I add five more ottos, 8 Amanos and nocked an hour off the photoperiod. So hopefully that gets things in check


----------



## effox (Apr 21, 2010)

Looks like hair\thread algae is starting to form bud. Welcome to the club, I've neglected my tank, the plants\fish are doing fine but the algae is redonkuloss. I haven't add more DIY co2 so I'm reaping that reward of moss like algae.

What lighting do you have? Upping co2 could be one method, what's the ppm? It could be caused by lower nitrates and higher phosphates to my understanding as well.


----------



## shift (Dec 21, 2012)

Lighting is 2x t5ho. 4'ers


Co2.. Drop checker is a darker green 
In guessing 4-5 bubbles per second.


----------



## shift (Dec 21, 2012)

Think its worth turning down how much my system does? I'm doing the ppm pro system


----------



## Diztrbd1 (Apr 21, 2010)

shift said:


> Lighting is 2x t5ho. 4'ers


Best to add the watts of the bulbs or even wpg if you know


----------



## scott tang (Jan 29, 2012)

clean tank+ feed less = algea gone


----------



## Foxtail (Mar 14, 2012)

Direct sunlight can cause it too. I had a problem with that.
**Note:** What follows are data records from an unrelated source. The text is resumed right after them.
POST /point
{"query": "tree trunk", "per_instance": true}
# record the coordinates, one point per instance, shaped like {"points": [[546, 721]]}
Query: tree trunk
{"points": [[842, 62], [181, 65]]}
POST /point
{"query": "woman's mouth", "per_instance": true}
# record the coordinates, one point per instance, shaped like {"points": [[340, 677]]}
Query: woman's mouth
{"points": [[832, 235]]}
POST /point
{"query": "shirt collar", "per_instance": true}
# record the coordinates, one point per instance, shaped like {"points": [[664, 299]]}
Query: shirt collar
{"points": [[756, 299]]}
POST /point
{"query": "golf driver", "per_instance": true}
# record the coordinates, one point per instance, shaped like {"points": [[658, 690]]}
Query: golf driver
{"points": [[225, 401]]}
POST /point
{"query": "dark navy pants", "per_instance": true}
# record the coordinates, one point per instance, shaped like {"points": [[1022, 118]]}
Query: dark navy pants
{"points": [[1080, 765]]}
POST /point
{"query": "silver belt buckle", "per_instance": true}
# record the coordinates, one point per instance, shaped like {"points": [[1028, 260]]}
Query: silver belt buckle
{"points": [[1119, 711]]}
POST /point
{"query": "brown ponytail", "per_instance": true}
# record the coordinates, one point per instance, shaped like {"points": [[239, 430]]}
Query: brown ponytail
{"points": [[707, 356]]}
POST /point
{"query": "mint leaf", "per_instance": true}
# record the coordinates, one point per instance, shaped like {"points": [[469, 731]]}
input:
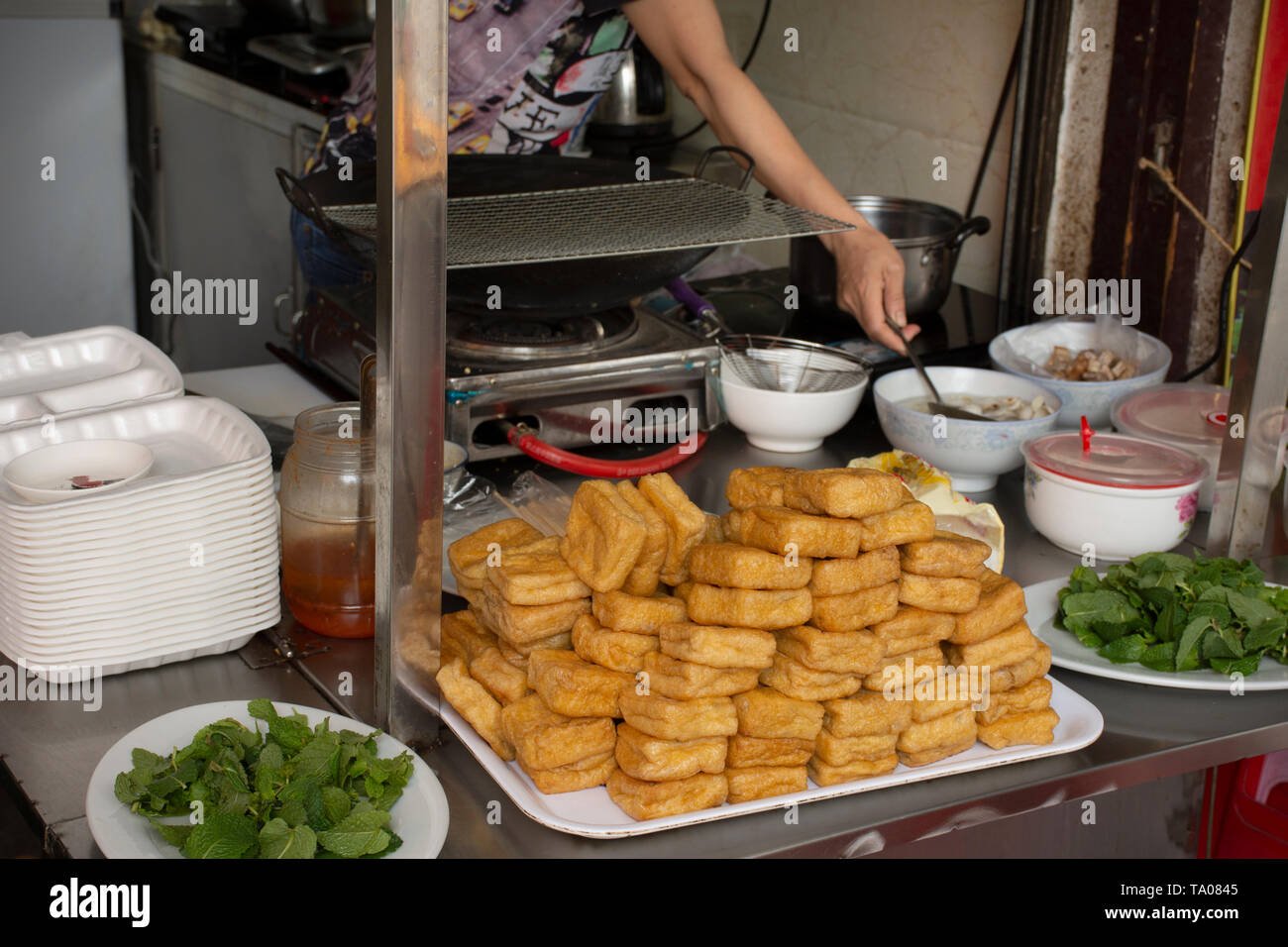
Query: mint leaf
{"points": [[279, 840], [360, 834], [222, 835]]}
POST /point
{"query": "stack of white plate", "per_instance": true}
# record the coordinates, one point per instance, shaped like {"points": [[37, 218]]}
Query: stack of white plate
{"points": [[176, 565]]}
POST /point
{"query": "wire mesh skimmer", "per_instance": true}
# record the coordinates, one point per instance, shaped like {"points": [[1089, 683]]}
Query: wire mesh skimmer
{"points": [[776, 364]]}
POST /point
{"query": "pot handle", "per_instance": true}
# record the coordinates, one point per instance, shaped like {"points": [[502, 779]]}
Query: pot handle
{"points": [[739, 153], [977, 224]]}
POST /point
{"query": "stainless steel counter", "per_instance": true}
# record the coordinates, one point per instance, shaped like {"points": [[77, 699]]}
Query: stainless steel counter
{"points": [[1150, 733]]}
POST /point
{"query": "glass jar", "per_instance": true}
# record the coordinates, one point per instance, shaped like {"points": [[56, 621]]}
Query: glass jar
{"points": [[329, 525]]}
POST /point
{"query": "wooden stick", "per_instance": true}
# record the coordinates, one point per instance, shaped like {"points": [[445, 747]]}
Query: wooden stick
{"points": [[1166, 176]]}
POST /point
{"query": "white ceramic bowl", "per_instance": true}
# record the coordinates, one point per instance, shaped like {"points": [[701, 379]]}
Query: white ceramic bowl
{"points": [[1116, 523], [787, 421], [973, 453], [1091, 398], [46, 474]]}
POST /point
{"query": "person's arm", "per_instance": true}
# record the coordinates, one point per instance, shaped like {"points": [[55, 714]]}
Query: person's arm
{"points": [[688, 39]]}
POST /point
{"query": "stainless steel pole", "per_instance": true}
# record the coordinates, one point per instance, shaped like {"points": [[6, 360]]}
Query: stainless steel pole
{"points": [[1258, 386], [411, 47]]}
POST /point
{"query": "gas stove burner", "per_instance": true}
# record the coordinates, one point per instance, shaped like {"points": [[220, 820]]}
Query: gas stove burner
{"points": [[506, 337]]}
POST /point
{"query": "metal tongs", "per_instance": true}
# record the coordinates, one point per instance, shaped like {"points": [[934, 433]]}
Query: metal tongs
{"points": [[938, 405]]}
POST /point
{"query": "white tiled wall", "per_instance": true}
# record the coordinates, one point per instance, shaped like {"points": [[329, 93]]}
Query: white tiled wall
{"points": [[880, 89]]}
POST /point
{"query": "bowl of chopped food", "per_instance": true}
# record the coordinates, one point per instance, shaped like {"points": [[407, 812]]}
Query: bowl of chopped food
{"points": [[973, 453], [1089, 365]]}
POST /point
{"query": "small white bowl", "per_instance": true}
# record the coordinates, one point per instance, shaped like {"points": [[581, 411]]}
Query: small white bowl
{"points": [[973, 453], [46, 474], [787, 421], [1091, 398], [1116, 523]]}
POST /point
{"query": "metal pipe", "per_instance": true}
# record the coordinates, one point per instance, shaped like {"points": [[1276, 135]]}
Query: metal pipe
{"points": [[411, 75]]}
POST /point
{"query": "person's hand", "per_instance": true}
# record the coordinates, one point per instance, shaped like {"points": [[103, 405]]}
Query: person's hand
{"points": [[870, 283]]}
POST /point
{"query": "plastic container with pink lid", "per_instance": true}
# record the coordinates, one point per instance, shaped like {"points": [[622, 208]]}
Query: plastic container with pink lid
{"points": [[1111, 496], [1189, 416]]}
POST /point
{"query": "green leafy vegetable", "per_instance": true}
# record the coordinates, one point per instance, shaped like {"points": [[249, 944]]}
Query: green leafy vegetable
{"points": [[292, 791], [1175, 613]]}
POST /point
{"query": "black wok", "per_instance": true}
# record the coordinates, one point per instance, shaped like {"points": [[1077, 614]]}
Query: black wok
{"points": [[558, 286]]}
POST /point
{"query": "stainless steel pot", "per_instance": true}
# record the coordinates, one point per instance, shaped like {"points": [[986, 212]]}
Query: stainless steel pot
{"points": [[927, 237]]}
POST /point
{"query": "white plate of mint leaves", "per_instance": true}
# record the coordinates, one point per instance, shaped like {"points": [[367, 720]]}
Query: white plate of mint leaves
{"points": [[1168, 620], [257, 780]]}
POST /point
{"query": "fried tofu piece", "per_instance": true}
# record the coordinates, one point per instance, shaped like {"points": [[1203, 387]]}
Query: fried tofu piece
{"points": [[649, 758], [559, 642], [527, 624], [617, 651], [763, 608], [462, 634], [914, 624], [951, 595], [645, 800], [472, 701], [635, 613], [756, 486], [911, 522], [1001, 604], [804, 684], [732, 526], [535, 579], [1005, 648], [468, 556], [670, 719], [647, 574], [717, 646], [686, 523], [850, 492], [1019, 674], [574, 686], [823, 775], [921, 758], [1034, 727], [900, 672], [1034, 694], [603, 538], [545, 740], [838, 751], [769, 751], [764, 783], [785, 531], [502, 680], [746, 567], [867, 571], [925, 710], [578, 776], [867, 714], [948, 729], [513, 656], [684, 681], [769, 714], [947, 556], [841, 652], [855, 609]]}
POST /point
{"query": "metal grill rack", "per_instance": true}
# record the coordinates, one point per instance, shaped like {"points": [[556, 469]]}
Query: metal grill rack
{"points": [[608, 221]]}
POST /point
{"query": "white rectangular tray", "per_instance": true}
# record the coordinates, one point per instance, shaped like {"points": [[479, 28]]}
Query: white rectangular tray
{"points": [[592, 814], [75, 372], [191, 438]]}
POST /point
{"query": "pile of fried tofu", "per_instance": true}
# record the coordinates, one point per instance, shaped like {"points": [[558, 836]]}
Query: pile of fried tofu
{"points": [[684, 660]]}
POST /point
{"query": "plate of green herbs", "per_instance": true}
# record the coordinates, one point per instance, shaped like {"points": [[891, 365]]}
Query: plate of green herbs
{"points": [[1167, 618], [257, 780]]}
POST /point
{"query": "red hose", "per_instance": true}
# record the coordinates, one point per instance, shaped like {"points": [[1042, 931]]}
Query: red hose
{"points": [[535, 447]]}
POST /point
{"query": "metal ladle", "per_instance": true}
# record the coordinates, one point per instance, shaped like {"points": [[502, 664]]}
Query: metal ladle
{"points": [[938, 405]]}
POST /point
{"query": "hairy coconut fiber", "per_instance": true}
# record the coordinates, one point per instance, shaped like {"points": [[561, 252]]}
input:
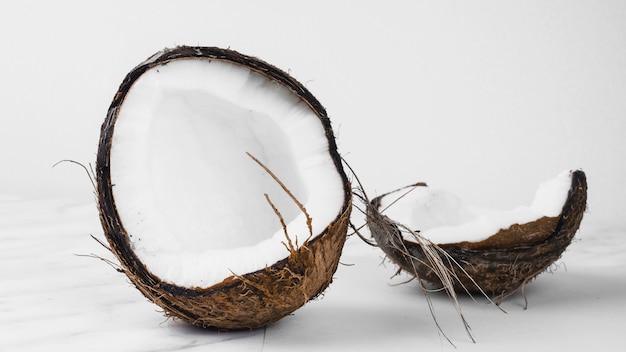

Sent from my Galaxy Nexus using Tapatalk 2


----------



## kacairns (Apr 10, 2012)

shift said:


> Think its worth turning down how much my system does? I'm doing the ppm pro system


As per Algae in the Planted Aquarium-- Guitarfish, need to adjust ppm pro levels, I believe those are aimed at keeping constant levels of nutrients, but doesn't mean the default values will be right for your tank, might be low/high

Hair/Thread Algae

Hair Algae

Hair/Thread Algae consists of long green filaments reaching as long as 30cm in length. It often mixes itself in among moss, and is sometimes grown purposely as an extra food supplement for tank inhabitants.

Cause:

Excess iron levels - Concentrations >0.15ppm

Cure:

Manual removal - Use toothbrush to remove as much as possible.
Maintain proper water change schedule - weekly / bi-weekly changes.
Rebalance Nutrients - Strive for the following nutrient levels: N (10-20ppm), P (0.5-2ppm), K (10-20ppm), Ca (10-30ppm), Mg (2-5ppm), Fe (.1ppm).


----------



## shift (Dec 21, 2012)

I removed a few of the worse leaves and did a 25ish percent water change 


Thanks for the info. Ill do another water change In a few days to flush out extra nutrients. Tank is 84g with 108w of light and I do weekly water changes of 15-20 gallons (3-4 5 gallon pails)


----------